A mental health crisis can manifest in various ways, including:
  • Severe anxiety or panic attacks
  • Suicidal thoughts or behaviors
  • Psychotic episodes (e.g., hallucinations, delusions)
  • Intense depression or feelings of hopelessness
  • Self-harm or harmful behavior towards others

Recognizing the signs early can prevent the crisis from escalating.

Immediate Steps to Take

1. Stay Calm and Assess the Situation
  • Take a deep breath and remain as calm as possible.
  • Evaluate the severity of the crisis. Determine if there is an immediate danger to the person or others around them.
2. Ensure Safety
  • If the person is in immediate danger (e.g., threatening to harm themselves or others), call emergency services immediately.
  • Remove any objects that could be used to cause harm.
  • Reflection and Journaling:
    Reflect on spiritual teachings or personal experiences through journaling as a form of self-expression and healing.
3. Provide a Safe Environment
  • If possible, move to a quiet and safe space
  • Ensure the person is not left alone if they are at risk of harming themselves.
4. Communicate Clearly and Compassionately
  • Speak in a calm, reassuring voice.
  • Validate their feelings without judgment.

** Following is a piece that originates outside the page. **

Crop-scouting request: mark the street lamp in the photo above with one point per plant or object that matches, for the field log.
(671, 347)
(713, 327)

Phrases like "I’m here for you" and "You’re not alone" can be comforting.
  • Avoid arguing or trying to reason with them if they are not in a state to comprehend.
5. Encourage Professional Help
  • Suggest contacting a mental health professional, therapist, or counselor.
  • Offer to help them make the call or accompany them to an appointment.

Seeking Immediate Help

Emergency Services
  • Call 911 or your local emergency number
    if there is an immediate threat to life.
  • Inform the dispatcher that it is a mental health crisis and describe the situation clearly.
Crisis Hotlines
  • National Suicide Prevention Lifeline: 1-800-273-8255
  • Crisis Text Line: Text HOME to 741741
  • Substance Abuse and Mental Health Services Administration (SAMHSA) Helpline: 1-800-662-HELP (4357)
Mobile Crisis Units

Many areas have mobile crisis units that can come to your location to provide immediate support and assessment.

Hospital Emergency Rooms
  • If you can safely transport the person, take them to the nearest emergency room. Many hospitals have psychiatric units that can provide immediate care.

Long-term Support and Prevention

Develop a Crisis Plan
  • Work with a mental health professional to create a crisis plan. This should include:
  • Contact information for healthcare providers and support persons
  • Medications and treatment history
  • Preferred interventions and calming techniques
  • Steps to take during a crisis
Build a Support Network
  • Encourage the person to build a strong support network of friends, family, and mental health professionals.
  • Support groups can also be beneficial for sharing experiences and coping strategies.
Regular Mental Health Care
  • Consistent therapy, counseling, and medication management (if needed) are essential for managing mental health conditions.
  • Encourage routine check-ins with mental health professionals to monitor progress and make necessary adjustments to the treatment plan.
Self-Care and Coping Strategies
  • Promote self-care activities such as exercise, mindfulness, hobbies, and healthy eating.
  • Teach coping strategies like deep breathing, meditation, and journaling.

Handling a mental health crisis requires immediate, compassionate, and informed action. By staying calm, ensuring safety, and seeking professional help, you can make a significant difference. Long-term strategies and a supportive network are essential for ongoing mental health maintenance and crisis prevention. Remember, you are not alone, and help is available.